The Fall/Winter 2008 issue of SJSJ focused entirely on Hurricane Katrina and drew heavily from Loyola University faculty and staff article contributions. Wildes authored “Rebirth of a City: Birth and Achievement of the Ethics Review Board,” detailing the governmental and social failures of the city and the resulting creation of the Ethics Review Board to help in its reform.

Additionally, Mark Markuly, former director of Loyola’s Institute for Ministry and current dean of Seattle University’s School of Theology and Ministry, wrote the introductory article, “A Terrible Grace: Building a Just Society on the Rubble of New Orleans.”

Other Loyola contributors include:

  • Barbara Fleischer, associate professor of pastoral studies and psychology, who wrote “Katrina Stories: Windows into Religious Meaning, Pathways to Social Justice;”
  • Davida Finger, staff attorney with the Katrina Clinic and author of “Stranded and Squandered: Lost on the Road Home;”
  • Thomas Ryan, director of LIM and author of “Vision and Spirituality in Post-Katrina New Orleans;”
  • Michael Cowan, special assistant to the president and co-author of “We Believe in One New Orleans: Embracing Diversity Post-Katrina” and author of “Elbows Together, Hearts Apart: Institutional Reform, Economic Opportunity, and Social Trust in Post-Katrina New Orleans;” and
  • The Rev.

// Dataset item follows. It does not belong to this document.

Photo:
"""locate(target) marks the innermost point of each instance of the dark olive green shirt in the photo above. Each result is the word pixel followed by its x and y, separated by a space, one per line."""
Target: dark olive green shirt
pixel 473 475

Edward Arroyo, S.J., former director of Loyola’s Jesuit Social Research Institute, who authored “Contemplating the Katrina Whirlwind: From ‘Apocalypse Now’ to Solidarity for the Common Good.”

In addition, the journal featured various forms of media contributed by a Loyola University professor, visiting professor and recent graduate. Professor of Music Industry Studies John Snyder produced “Salon Somewhere,” a musical composition performed by the Thelonious Monk Institute of Jazz Ensemble, composed by Vadim Neselovskyi. Visiting graphic design professor Nancy Sharon Collins directed and produced “The Allegory of the Birds.” Jake McClain, a 2008 music industry studies graduate, directed “Green Salon: Roussel Hall.”

About the Seattle Journal for Social Justice:

A peer-reviewed, student-edited, interdisciplinary journal, the SJSJ publishes writings that reflect theoretical, literary and hands-on approaches toward achieving social justice. It accepts traditional academic articles as well as nontraditional formats such as narratives, commentaries, interviews, essays and artwork. The student members’ participation in the writing assignments and the editorial process is designed to improve writing skills and research techniques and to instill self-discipline and analytical proficiency through the hard work required to publish quality research works.